Loches (Indre-et-Loire), 2 avril 2005. Dans la collégiale Saint-Ours, une cérémonie religieuse marque la fin d'un étrange parcours pour les restes d'une femme disparue le 9 février 1450. Après bien des errements, le tombeau, surmonté d'un gisant magnifique, retrouve presque sa place, pas tout à fait au même endroit que lors du premier service funèbre. Celle qu'on avait surnommée la «Dame de Beauté» ne repose plus dans le choeur de l'église paroissiale, mais dans la nef de gauche. Sa sépulture, profanée pendant la Révolution, avait déjà été déplacée sous le règne de Louis XVI, puis sous l'Empire. Cinq cent cinquante-cinq ans après sa mort, cette femme suscite toujours la curiosité, voire la fascination. L'exceptionnelle finesse de ses traits, son corps long et mince, tels que nous les rendent ses portraits dus au pinceau des plus grands peintres de cette période pré-Renaissance, de François Clouet à Jean Fouquet, ne cessent de nous émerveiller. Fouquet l'a même représentée en Vierge à l'Enfant dans un admirable tableau sans doute posthume, osant, comme l'avait fait Clouet auparavant, la montrer le sein gauche dénudé. La Vierge n'est autre qu'Agnès Sorel ! «Regard baissé, front haut, sourcils soigneusement épilés, petit nez pointu, lèvres rouges et fines, petit menton, son visage est gracieux et fragile, d'une grande finesse. La taille est très fine, le ventre plat, et le haut de la robe, délacé, laisse voir un sein splendide, ferme, provocant, qui est en fait le centre du tableau, attirant tous les regards.» Une oeuvre qui mélange le sacré et le profane d'une manière audacieuse, troublante et révélatrice, car le véritable titre de gloire de celle qui a servi de modèle à cette Vierge était d'être la maîtresse reconnue et follement aimée du roi Charles VII ! Plus que cela, puisque Agnès a été, sans aucun doute, la première femme installée, officiellement, dans le statut de favorite d'un souverain, qui avait d'abord une épouse. Un roi, une reine, une favorite : le début d'une tradition française !

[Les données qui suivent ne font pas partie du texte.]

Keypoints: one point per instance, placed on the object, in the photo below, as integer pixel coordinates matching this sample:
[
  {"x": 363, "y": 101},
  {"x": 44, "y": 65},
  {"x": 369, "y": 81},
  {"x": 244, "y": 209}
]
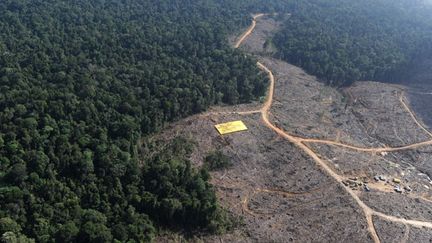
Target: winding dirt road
[{"x": 302, "y": 144}]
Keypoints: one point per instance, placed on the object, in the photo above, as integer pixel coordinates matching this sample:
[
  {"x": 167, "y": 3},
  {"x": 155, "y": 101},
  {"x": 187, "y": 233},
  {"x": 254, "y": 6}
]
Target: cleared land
[{"x": 320, "y": 164}]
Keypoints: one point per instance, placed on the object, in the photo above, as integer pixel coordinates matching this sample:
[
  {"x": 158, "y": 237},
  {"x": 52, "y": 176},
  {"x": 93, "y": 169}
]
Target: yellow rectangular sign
[{"x": 230, "y": 127}]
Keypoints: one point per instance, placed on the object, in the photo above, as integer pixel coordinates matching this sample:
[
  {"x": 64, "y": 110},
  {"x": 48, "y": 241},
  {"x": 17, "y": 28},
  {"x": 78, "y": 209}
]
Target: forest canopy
[
  {"x": 81, "y": 83},
  {"x": 344, "y": 41}
]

Charles VII n'a pas beaucoup de chance dans notre mémoire collective. De lui, dont le règne fut très long pour son temps (près de quarante ans), on ne retient trop souvent que cette ineffaçable dénomination étriquée de «petit roi de Bourges» et les trois femmes qui ont pesé sur sa vie : sa mère, la redoutable Isabeau de Bavière soupçonnée d'adultère ; Jeanne d'Arc, qui fait de lui un roi de France légitime, enfin sacré à Reims ; et Agnès Sorel, dont on dit, exagérément, qu'elle l'a poussé à reprendre la guerre pour «bouter les Anglais hors de France» et clore victorieusement la guerre de Cent Ans. Son fils et successeur, le rusé Louis XI, lui vole injustement la vedette en tant que premier roi de la France moderne par son esprit centralisateur et unificateur. Charles VII avait déjà largement entamé cette transformation du royaume, mais on omet souvent de l'en créditer. Or, pour lui, rien ne fut simple ni définitivement acquis.